O evento faz parte das programações do Abril Indígena – Acampamento Terra Livre, que acontece durante este mês marcando a luta dos povos indígenas no Brasil. Devido a pandemia de covid-19, esta é a segunda edição do evento que acontece de forma online desde a primeira edição, há 17 anos.

Na abertura do ato, que teve como tema: Nossa luta ainda é pela vida. Não é apenas um vírus, a deputada federal Joenia Wapichana relembrou os ataques que os povos indígenas têm sofrido com incentivo do governo Bolsonaro. “A atuação do presidente Bolsonaro tem incentivado os atos ilícitos em terras indígenas, com mais invasões, garimpos ilegais, desmatamentos, queimadas criminosas que ameaçam os direitos dos povos indígenas”, afirmou. 

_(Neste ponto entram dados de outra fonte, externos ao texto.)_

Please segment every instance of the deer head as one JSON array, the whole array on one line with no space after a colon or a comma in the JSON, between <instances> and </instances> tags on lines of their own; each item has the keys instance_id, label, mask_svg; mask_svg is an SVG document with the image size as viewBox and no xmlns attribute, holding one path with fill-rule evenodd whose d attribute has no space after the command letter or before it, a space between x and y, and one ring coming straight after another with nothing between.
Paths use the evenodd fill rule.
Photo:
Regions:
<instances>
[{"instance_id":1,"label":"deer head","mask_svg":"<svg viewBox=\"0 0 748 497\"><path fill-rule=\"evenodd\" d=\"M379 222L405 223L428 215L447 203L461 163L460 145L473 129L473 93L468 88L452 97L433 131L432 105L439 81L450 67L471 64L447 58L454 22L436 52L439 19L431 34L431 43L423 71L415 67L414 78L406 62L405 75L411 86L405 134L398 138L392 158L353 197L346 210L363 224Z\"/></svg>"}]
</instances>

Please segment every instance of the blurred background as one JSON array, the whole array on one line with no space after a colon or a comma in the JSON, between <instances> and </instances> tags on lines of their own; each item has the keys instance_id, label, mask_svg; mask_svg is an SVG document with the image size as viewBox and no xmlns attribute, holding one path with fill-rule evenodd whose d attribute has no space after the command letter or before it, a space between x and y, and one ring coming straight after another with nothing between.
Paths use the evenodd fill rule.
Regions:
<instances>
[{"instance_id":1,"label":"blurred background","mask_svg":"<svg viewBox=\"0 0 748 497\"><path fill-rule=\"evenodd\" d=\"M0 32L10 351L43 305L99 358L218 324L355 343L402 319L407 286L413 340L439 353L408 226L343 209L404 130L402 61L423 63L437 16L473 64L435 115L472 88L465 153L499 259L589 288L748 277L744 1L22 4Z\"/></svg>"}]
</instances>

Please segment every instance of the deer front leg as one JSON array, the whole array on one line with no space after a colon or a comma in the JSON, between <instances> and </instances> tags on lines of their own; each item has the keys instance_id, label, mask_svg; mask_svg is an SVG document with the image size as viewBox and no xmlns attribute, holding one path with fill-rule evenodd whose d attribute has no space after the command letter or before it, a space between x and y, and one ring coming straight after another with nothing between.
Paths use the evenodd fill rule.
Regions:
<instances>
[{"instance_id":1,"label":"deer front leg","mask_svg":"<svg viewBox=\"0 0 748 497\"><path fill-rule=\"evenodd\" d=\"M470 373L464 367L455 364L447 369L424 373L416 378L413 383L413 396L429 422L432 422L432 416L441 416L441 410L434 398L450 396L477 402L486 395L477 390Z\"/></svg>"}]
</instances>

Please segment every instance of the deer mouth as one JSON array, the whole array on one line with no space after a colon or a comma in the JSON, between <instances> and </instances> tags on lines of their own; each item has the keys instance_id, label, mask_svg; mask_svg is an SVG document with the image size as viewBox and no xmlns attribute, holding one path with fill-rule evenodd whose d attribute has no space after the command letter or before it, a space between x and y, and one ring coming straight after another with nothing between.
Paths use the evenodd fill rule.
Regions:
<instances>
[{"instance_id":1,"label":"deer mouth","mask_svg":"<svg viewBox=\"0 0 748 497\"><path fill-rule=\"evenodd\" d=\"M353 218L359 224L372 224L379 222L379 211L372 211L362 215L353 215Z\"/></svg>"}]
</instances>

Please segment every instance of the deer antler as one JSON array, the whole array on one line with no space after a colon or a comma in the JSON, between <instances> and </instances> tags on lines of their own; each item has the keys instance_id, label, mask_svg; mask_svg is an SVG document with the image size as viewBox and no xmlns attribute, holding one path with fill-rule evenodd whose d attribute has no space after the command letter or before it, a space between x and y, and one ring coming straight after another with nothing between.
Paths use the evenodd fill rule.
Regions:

Joenia fez questão de ressaltar o histórico de luta de comunidades indígenas. “Nós já passamos por tempos piores, escravidão na colonização, genocídio, e que nossos ancestrais superaram”, disse a parlamentar.

De 2019 a 2021, dezenas de políticas indigenistas e ambientais foram revogadas ou modificadas pelo governo. Joenia disse que as tentativas de desmonte dos direitos conquistados constitucionalmente têm sido constantes. “As proposições legislativas, inúmeros atos legislativos e portarias e instruções normativas do governo têm confrontado os direitos já garantidos na Constituição Federal”.

“Devemos muito às populações indígenas, devemos muito aos povos originários desse país, que cada vez mais precisam ter vez e voz”, afirmou Pedro Ivo do Alternativa Terra Azul.

Política genocida  

O incentivo do governo federal à invasão e grilagem de terras também foram pauta no evento do ATL. A professora, ex-senadora e ex-ministra do Meio Ambiente, Marina Silva, relembrou as últimas ações do governo que contribuíram para o avanço do desmatamento na Amazônia e afirmou: “Estamos todos juntos para que a gente possa fazer prevalecer nossa democracia, a defesa da dignidade humana, os direitos dos povos indígenos em terem suas terras reconhecidas, demarcadas e homologadas e que possam ser adequadamente tratados nesse momento de pandemia”. 

Para a deputada federal Vivi Reis (Psol-PA), as manobras no executivo federal são um projeto genocida que reforça a violência e viola os direitos básicos. “Neste contexto, Bolsonaro já se mostrou inimigo dos povos indígenas. Desde o primeiro dia, quando ele assumiu essa gestão, ele já se mostrou inimigo e nós não podemos deixar que esse projeto siga”. 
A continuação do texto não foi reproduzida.